TENTANG PEKERJAAN KEPRIBADIAN ALLAH BAPA YANG TIGA ESA (ANGKA KAREJO HAPUNJUNGAN NI DEBATA SITOLUSADA)

Kita percaya dan menyaksiakan:
a) Allah Bapa menjadikan, memelihara dan memerintah segala sesuatu yang kelihatan dan yang tidak kelihatan. Dengan ajaran ini kita menolak ajaran Fatalisme (takdir, nasib, "bagian/sibaran").
b) Allah Anak yang menjadi manusia dilahirkan oleh perawan Maria yang diperkandungkan oleh Roh Kudus, diberikan nama Yesus. Jadi terdapat dua sifat di dalam Dia: padaNya terdapat ke-Allah-an dan ke-manusia-an. Ia adalah Allah yang sejati, dan manusia yang sejati, Ia menderita kesengsaraan waktu pemerintahan Pontius Pilatus, Ia tersalib pada kayu salib untuk melepaskan kita dari dosa, dari maut dan dari kuasa Iblis. Ia adalah kegenapan korban perdamaian kepada Allah untuk segala dosa manusia. Ia turun ke dalam neraka setelah dikuburkan, bangkit dari mati pada hari ketiga, naik ke sorga, duduk di sebelah kanan Allah Yehowa, BapaNya yang Mulia selama-lamanya. Ia ada di sorga membela kita, memerintah atas segala sesuatu, sampai kelak kembali ke bumi untuk menghakimi orang yang hidup dan mati (Mt.28:18; Ef.1:20-22; 1:7; Yoh.3:16; Ibr.9:14; Fil.2:4-6). Dengan ajaran ini kita menolak dan melawan ajaran dari GKR yang mengatakan:
(1) bahwa Maria ibu dari Tuhan Yesus yang disebut kudus membela kita kepada Allah,
(2) para Pastor berkuasa lagi mengorbankan daging Kristus di dalam misa,
(3) Paus di Romalah wakil Kristus di dunia (Mt.23:8-10).

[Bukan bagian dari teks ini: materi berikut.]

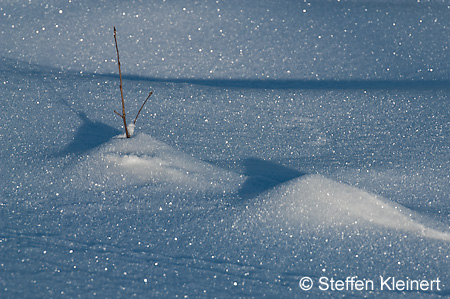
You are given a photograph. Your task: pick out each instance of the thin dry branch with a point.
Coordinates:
(121, 89)
(134, 122)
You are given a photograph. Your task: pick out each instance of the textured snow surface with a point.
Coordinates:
(284, 139)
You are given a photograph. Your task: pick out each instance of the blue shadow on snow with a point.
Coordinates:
(263, 175)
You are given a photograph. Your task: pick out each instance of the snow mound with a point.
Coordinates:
(314, 202)
(142, 160)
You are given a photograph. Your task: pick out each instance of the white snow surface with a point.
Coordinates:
(284, 139)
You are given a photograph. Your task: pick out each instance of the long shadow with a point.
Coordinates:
(13, 65)
(297, 83)
(263, 175)
(88, 136)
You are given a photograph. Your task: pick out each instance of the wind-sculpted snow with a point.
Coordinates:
(284, 139)
(142, 160)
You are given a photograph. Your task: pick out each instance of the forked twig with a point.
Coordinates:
(123, 116)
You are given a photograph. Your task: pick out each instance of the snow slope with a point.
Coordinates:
(283, 140)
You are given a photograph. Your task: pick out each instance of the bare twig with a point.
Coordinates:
(134, 122)
(121, 89)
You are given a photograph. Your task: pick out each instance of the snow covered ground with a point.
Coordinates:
(284, 140)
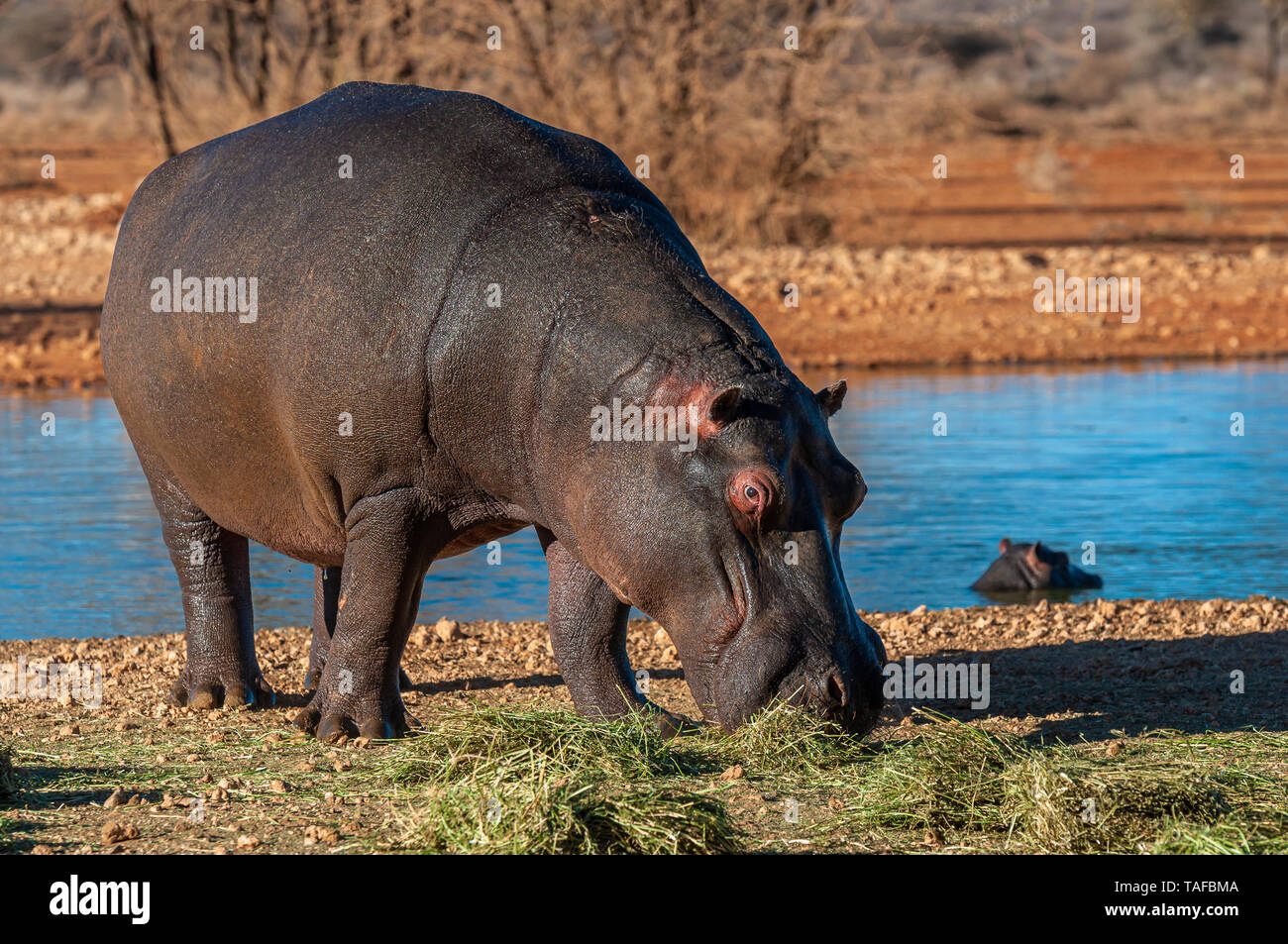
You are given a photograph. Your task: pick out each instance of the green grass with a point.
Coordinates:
(539, 780)
(8, 778)
(515, 781)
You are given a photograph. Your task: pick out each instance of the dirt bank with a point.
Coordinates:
(918, 271)
(1096, 672)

Juga kita menolak ajaran orang yang menyamakan sepenuhnya Tuhan Yesus dengan para nabi di dunia ini. 

c) Allah Roh Kudus memanggil, menerima dan mengajarkan gereja dan menetapkannya di dalam iman, kekudusan dengan Injil untuk kemuliaan Allah (Rm.8:14-17; 1Kor.3:16). Dengan ajaran ini kita menolak dan melawan ajaran yang mengatakan: Roh Kudus dapat turun kepada manusia dengan usaha manusia sendiri di luar Injil. Demikian pula kita menolak dan melawan ajaran yang mengatakan: hanya kemasukan (ekstase) dan lidah asinglah tanda turunnya Roh Kudus. Kita pula menolak dan melawan ajaran yang mengatakan: tidak usah orang sakit berobat, cukuplah jika mendoakan kesembuhan lewat Roh Kudus; juga pergaulan yang melampaui batas-batas kesopanan karena katanya telah dipenuhi Roh Kudus. Kita menola dan melawan segala ajaran itu karena memakai nama Roh Kudus dengan jalan tidak benar.